Wearing a bright pink hijab and contrasting blue sweater, a young woman who appears to be in her mid-20s leads a male dominated crowd in a piercing Arabic chant. “What does Mubarak want anyway? All Egyptians to kiss his feet? No, Mubarak, we will not! Tomorrow we’ll trample you with our shoes!” Since January 25, hundreds of thousands of young Egyptians have taken to the streets in Cairo and other major Egyptian cities, pounding the pavements in what has become the largest challenge to President Hosni Mubarak’s regime in a generation.
What distinguishes these protests is not only their success in bringing Mubarak close to complete capitulation, but also the large number of Egyptian women who have joined their male counterparts at the frontlines of the protests.
These protests have become a tipping point of Egyptian women’s civic participation for a number of reasons. Even with a quota, a paltry 1.8 percent of the seats in Egypt’s People’s Assembly are held by women. Opposition groups, who normally organized such protests in the past, claimed that this number would rise if regime change took place, but their assurances seemed spurious. Women whose needs were not reflected in the policies of these opposition groups had little reason to take the risk of joining in potentially violent protests—police usually hastened to fence in the demonstrators, and confrontations between the two would quickly degenerate into violence.
The most recent protests, however, appear to be an organic, grassroots movement, independent of any political groups; suddenly, women feel that rallying against Mubarak is not only worth the risk, but capable of producing real change.
Apart from the perceived futility of past rallies, Egyptian women have historically shied away from demonstrations for yet another reason—sexual harassment in congested, male dominated crowds. Many Western commentators are quick to prop up Islam as the scapegoat, claiming that such misogynistic behavior is endemic of the religion and the country, but this pat explanation fails to look at the deeper socio-economic reasons behind Egyptian men’s sexually aggressive behavior on the streets.
Unemployment among men 35 and under is more than 15 percent in Egypt (a key reason, of course, why the demonstrators are clamoring for Mubarak to abdicate power). All the while, prospective brides’ parents are demanding increasingly large bridal settlements and real estate, placing marriage squarely out of reach for most of these jobless youth.

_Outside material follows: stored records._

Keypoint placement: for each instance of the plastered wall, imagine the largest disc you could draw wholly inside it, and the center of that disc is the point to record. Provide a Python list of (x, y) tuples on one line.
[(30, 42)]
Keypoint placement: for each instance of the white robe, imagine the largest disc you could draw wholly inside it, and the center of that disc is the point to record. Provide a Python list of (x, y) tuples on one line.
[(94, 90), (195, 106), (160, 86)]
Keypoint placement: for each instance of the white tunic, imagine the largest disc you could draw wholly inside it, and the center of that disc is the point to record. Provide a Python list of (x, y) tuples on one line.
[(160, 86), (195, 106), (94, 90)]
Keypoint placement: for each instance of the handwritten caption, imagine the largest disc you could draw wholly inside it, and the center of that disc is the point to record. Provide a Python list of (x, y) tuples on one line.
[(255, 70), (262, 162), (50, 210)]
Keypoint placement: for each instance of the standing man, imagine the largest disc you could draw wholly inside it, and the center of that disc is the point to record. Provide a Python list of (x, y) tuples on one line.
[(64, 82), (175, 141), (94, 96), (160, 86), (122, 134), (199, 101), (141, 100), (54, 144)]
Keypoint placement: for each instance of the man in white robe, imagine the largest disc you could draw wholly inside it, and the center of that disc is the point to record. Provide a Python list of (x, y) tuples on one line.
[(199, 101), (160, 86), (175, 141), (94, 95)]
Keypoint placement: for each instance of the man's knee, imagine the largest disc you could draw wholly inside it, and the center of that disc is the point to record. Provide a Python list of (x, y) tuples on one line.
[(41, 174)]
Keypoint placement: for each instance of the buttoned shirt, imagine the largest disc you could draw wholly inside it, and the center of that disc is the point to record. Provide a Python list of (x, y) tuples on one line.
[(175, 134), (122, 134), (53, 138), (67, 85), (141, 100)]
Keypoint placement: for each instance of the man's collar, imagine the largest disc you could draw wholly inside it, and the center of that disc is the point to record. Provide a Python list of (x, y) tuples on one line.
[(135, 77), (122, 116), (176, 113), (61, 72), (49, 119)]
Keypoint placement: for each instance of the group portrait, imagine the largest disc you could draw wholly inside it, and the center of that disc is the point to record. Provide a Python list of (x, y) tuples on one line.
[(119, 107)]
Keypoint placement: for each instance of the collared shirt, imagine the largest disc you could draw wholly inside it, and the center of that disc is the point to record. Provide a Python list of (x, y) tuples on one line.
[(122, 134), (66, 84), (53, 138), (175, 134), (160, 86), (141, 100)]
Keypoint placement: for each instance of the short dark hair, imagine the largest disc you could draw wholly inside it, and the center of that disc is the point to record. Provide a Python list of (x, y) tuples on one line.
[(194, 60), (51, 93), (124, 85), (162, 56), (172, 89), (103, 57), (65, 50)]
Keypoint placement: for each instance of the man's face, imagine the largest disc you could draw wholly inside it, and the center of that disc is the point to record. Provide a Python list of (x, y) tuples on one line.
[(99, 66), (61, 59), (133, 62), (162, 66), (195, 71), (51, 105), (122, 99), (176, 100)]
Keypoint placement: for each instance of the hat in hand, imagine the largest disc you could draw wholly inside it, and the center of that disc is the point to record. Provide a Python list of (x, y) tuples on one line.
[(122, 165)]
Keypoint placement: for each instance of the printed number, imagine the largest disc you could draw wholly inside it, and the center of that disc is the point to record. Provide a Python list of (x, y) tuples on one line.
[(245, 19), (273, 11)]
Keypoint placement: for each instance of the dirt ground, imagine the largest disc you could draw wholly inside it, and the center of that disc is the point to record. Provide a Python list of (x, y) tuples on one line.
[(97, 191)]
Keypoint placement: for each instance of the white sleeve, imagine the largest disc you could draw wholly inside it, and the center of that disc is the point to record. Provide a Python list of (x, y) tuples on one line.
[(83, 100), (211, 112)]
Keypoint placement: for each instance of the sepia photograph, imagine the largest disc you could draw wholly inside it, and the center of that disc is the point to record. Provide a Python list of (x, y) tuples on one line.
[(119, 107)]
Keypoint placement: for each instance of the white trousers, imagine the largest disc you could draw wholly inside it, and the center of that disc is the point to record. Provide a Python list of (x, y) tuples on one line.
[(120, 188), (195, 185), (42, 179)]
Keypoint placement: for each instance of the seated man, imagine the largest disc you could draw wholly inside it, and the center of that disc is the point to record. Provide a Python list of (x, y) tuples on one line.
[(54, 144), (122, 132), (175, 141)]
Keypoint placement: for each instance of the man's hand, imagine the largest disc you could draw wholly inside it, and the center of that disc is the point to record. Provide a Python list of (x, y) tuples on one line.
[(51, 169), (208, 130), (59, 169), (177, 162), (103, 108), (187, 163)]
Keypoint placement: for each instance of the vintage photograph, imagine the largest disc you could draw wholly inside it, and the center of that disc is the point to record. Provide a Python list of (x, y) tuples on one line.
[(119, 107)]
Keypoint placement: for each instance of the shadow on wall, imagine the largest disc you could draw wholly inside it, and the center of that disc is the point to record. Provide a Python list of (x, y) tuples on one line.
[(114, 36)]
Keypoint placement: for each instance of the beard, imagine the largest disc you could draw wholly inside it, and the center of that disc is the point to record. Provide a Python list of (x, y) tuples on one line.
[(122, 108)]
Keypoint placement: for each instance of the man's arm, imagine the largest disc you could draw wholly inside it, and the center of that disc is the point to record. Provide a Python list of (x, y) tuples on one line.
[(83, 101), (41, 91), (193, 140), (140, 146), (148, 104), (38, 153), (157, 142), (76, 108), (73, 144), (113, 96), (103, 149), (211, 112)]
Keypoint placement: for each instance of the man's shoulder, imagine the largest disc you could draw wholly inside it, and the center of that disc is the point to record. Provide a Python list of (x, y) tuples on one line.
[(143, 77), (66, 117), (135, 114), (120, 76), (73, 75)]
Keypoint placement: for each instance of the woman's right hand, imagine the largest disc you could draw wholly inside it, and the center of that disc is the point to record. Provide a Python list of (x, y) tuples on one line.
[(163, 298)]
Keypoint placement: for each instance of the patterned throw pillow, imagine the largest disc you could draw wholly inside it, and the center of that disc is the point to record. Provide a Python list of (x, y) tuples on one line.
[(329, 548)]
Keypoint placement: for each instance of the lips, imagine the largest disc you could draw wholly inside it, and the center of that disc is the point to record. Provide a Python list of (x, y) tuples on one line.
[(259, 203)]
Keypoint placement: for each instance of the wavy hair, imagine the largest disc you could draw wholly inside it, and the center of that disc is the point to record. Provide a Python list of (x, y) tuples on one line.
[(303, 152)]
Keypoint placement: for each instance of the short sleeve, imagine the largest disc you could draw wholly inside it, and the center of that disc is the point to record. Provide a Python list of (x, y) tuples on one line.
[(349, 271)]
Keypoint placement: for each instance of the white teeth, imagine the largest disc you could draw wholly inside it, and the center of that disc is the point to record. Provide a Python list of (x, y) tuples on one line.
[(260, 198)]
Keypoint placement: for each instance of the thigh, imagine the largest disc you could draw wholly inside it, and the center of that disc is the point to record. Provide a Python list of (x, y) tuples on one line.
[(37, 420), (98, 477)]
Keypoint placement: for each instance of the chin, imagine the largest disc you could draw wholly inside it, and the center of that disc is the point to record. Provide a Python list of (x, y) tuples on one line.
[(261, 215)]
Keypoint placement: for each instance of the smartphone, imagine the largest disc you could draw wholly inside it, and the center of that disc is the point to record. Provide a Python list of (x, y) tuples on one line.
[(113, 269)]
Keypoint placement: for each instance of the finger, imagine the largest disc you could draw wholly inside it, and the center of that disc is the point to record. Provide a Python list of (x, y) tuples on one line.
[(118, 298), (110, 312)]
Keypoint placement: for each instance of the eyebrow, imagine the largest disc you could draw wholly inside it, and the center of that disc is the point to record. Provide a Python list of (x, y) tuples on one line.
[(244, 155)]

For a working-class girl’s family, a marriage to a well-to-do young man can guarantee a spot in the respected social stratum, but for an unemployed man, these high expectations spell bachelorhood an extended adolescence of sorts. Cairo and other major cities are crawling with jobless, infantilized men who Willow Wilson in her novel “The Butterfly Mosque” describes as “still sleeping in their childhood beds and taking orders from their mothers.”
Denied wives and drifting aimlessly without employment, these men vent their frustration, sexual and otherwise, by harassing women on the streets, according to Dr. Helen Rizzo, chair of the Department of Sociology and Psychology at the American University in Cairo.
“The issue is that you have young men that are unemployed hanging out on the street with nothing to do,” she explains. “This is the way they prove their manliness to each other.”
Egyptian women receive little relief from the sexual harassment they endure in most crowded public events, but the past week’s demonstrations have not been marked by the same sort of sexually aggressive behavior. Instead, both the men and the women are single-mindedly focused on political change.
Heba Lashin, 25, told ABC News that in the past she has stayed home during protests. “The risk is too high and the returns are too low,” said Lashin. “I could get groped, and no one is listening to them anyway. But now, we aren’t even thinking about this. We are all only thinking about one thing [revolution].”